July - August 1999
eMail the Editor
Can a New, Leadless IC Package Attain "Hula Hoop" Status?
By Ron Iscoff
Sometimes, just when you can't think of anything to write about and you're ready to give up, Providence steps in.
This time Providence took the form of a phone call from Richard Brancato. He is the newly appointed president of ASAT Inc., Fremont, one of the largest IC packaging foundries and a wholly-owned subsidiary of giant QPL International, Hong Kong.
ASAT's assembly work is done in Hong Kong, vertically, in a multi-story skyscraper on that space-constrained little island.
Originally an easterner, Dick Brancato is no newcomer to the IC packaging industry. He's spent quality time with several ASAT competitors, including STATS, Advanced (formerly Astra) Microtronics Technology, and even recalls a hitch at the big daddy of them all-Amkor.
You may also remember him from Motorola, where he was an operations manager. Dick came aboard ASAT last September as sales director.
Why ASAT? And why now? I asked Dick. "I think the ASAT organization is more focused on the customer service side than our competitors," he says "Our engineering group helps the customer design packages right from the very beginning." Typically, IC design engineers formulate a device and then let others worry about how it's going to be packaged, he noted.
It turned out that Dick didn't really want to talk much about his past job history spanning 31 years-or even his management philosophy-as much as he wanted to talk about a new ASAT proprietary package, the Leadless Plastic Chip Carrier (LPCC).

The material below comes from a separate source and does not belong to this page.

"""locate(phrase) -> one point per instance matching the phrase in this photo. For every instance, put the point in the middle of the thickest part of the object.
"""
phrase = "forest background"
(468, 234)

Recently, the industry has been presented with no shortage of new packages-either CSPs or just new variations on conventional themes.
The unique aspect of many new packages, however, is that they're being developed at IC packaging foundries. Within the last year, there have been thousands of words released about proprietary package types from Amkor, ASAT, ASE, Cesar and Pantronix. And there are, no doubt, a half dozen others that I forgot to mention (see "Small Talk" in this issue).
A decade or two ago, it was unusual, if not unheard of, to find any original package engineering being done at a packaging foundry that was not owned by a semiconductor maker. There was plenty of engineering time spent on tweaking die attach machines and wire bonders, but that was part of the internal effort to coax the maximum out of each machine.
Now packaging foundry engineering time, with a view toward a patent or two, is everywhere, witness the LPCC. The ASAT package, Brancato maintains, "is going to be one of the industry leaders in low pincount and the Hula Hoop of the industry." His definition of low pincount: "These LPCCs will work from about 208 pins down," he reported. The LPCC is a near-chip-scale package with several claimed advantages over other types of packaging, including superior thermal properties and better electrical performance.
I asked Dick, "Is this going to be a major profit center?" This is a "relatively inexpensive package, and it will be a very big driver. Our tape BGA and our EDQUAD package also tend to be very much in the forefront," he said.
The EDQUAD, Dick said, "is especially noteworthy for being able to dissipate about the maximum amount of heat that any package can dissipate."
The LPCC "will be a really big workhorse for people in the gallium arsenide industry who need power dissipation in a small package," Dick believes. The LPCC will soon be a JEDEC-registered outline.